The idea of a piloted plane acting as mothership to a flock of unmanned aerial vehicles is not new. In 2010, we ran a cover story about the unmanned aircraft supporters inside the Pentagon. The hypothetical combat scenario in that article is reminiscent of the scene played out in the Air Force video, in which drones take on dangerous mission in the suppression of enemy air defenses, or (SEAD). Here’s how a robot-enhanced mission could unfold.
THIS IS THE FIRST TIME IN THE MISSION THAT THE DRONE HAS COMMUNICATED WITH ANY HUMAN.
The lead UAV puts itself in harm’s way as it flies into radar range of antiaircraft missile batteries. An icon on the F-35 pilot’s virtual head-up display, projected onto the faceplate of his helmet, alerts him that the lead drone has automatically identified the emissions of an enemy radar site. This is the first time in the mission that the SEAD airplane has communicated with any human.

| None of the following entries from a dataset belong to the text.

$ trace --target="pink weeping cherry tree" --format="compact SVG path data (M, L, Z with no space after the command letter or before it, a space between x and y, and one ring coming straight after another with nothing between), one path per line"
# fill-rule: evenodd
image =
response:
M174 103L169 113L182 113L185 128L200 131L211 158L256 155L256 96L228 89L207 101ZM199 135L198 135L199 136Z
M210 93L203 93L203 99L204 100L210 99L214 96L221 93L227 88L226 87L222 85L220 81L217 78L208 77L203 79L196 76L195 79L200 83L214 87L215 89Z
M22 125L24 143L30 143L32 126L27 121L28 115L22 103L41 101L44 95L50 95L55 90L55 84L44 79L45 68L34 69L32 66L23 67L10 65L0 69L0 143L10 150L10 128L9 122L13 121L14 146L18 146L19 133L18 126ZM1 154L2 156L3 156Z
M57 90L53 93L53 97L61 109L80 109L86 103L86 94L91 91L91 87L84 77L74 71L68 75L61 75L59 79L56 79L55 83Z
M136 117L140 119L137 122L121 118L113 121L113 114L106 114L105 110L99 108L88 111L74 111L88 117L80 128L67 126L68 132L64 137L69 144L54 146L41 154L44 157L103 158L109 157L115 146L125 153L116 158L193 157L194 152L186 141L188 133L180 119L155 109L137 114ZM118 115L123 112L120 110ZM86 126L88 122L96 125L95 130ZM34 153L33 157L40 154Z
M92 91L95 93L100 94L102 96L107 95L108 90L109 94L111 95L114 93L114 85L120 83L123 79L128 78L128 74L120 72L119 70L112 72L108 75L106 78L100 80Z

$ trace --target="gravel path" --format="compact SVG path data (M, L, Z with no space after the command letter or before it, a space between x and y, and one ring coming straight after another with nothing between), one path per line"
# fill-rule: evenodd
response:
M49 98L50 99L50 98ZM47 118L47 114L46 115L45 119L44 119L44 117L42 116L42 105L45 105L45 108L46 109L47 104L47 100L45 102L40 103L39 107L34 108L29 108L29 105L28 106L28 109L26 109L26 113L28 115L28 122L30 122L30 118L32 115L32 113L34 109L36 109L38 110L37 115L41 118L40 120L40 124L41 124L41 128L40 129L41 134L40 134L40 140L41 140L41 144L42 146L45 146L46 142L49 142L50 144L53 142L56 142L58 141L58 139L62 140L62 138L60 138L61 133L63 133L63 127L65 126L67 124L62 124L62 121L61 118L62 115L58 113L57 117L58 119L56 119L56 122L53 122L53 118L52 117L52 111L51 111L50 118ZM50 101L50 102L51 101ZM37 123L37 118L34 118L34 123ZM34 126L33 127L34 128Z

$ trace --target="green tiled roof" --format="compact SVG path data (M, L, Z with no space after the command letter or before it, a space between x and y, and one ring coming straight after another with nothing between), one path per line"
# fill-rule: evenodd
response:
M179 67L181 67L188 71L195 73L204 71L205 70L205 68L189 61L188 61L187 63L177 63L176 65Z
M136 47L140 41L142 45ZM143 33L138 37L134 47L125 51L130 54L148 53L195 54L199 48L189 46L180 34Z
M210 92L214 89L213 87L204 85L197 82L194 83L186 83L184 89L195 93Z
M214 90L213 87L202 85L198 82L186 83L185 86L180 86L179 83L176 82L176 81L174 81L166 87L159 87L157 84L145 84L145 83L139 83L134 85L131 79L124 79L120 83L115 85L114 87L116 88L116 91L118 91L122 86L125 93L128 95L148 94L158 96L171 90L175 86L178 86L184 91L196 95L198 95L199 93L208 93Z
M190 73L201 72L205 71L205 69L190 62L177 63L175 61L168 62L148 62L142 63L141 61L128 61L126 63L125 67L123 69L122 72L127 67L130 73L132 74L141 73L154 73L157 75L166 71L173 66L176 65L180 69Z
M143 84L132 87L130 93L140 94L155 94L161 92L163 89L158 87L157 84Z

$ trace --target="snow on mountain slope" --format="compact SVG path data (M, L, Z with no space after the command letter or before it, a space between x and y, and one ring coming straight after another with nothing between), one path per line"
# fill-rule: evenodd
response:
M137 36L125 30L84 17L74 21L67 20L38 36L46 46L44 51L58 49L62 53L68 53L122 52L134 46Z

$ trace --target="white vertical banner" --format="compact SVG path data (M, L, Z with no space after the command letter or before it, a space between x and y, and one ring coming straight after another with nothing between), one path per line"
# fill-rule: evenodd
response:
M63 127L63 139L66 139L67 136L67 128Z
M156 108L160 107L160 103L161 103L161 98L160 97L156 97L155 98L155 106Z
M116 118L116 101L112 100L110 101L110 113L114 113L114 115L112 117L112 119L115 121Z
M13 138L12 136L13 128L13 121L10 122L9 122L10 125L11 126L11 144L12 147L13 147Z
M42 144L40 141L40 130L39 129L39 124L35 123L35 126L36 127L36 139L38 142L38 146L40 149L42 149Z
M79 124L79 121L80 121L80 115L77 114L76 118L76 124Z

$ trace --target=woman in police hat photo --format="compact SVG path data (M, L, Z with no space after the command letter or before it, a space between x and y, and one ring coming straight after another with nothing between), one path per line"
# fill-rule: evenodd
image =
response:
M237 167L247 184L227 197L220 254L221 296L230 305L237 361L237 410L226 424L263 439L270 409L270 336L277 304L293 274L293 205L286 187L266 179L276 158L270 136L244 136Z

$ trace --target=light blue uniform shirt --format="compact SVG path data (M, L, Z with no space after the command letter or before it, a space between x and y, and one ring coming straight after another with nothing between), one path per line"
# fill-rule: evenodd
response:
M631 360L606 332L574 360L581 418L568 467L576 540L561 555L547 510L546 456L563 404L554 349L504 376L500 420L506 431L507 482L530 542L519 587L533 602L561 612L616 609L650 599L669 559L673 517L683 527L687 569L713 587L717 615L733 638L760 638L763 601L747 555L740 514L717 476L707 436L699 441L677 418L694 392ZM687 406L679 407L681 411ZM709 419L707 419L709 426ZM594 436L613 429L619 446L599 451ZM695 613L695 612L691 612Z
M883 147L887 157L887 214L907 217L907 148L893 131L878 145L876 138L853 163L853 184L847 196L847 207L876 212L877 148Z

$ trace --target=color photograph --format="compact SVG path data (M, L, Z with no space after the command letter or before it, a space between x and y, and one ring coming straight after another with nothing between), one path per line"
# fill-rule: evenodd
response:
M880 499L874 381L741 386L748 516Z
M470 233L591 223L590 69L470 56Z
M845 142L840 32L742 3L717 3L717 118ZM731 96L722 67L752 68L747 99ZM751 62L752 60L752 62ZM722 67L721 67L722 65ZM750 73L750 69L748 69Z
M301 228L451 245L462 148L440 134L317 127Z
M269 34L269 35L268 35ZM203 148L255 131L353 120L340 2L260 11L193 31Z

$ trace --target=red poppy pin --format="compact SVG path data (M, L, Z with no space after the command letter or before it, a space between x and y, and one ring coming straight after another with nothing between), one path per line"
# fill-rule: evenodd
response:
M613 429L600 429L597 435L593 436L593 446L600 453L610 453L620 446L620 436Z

Miles from the danger, the F-35A pilot coolly assesses the situation, confirms the target is legitimate, and authorizes the lead UAV to open fire. The drone’s AGM-88 high-speed anti-radiation missile follows the radar waves back to their source, obliterating the dish and its crew. There is now a gap in the enemy radar screen, and the pilot directs the UAV to return to base.
Meanwhile, another UAV is flying east of the target, navigating via a mix of GPS and accelerometer data. This aircraft is busy scrambling other enemy radar installations by flooding the skies with emissions that share the radar’s frequency. The jamming pods under the UAV’s wings also disrupt radio transmissions from the air-defense network, covering up the sudden loss of contact with the radar sites protecting the bunker. Otherwise, an enemy commander could discover the location of the actual raid. After a preset amount of time spreading confusion, the UAV returns to base.
The F-35A pilot is closing in on the target, fast. He needs to aim the F-35’s electro-optical targeting system to release a bomb that will hit the structure at a precise angle calculated to collapse it without destroying nearby civilian buildings. He triggers the laser designator and authorizes the nearby unmanned airplane to drop a pair of bombs, which use fins to steer toward the laser-targeted sweet spot.
The pilot watches the twin, concurrent explosions, makes a quick battle-damage assessment and, satisfied, banks the airplane and heads back to base. His robotic wingman follows his lead, flying evenly at his side.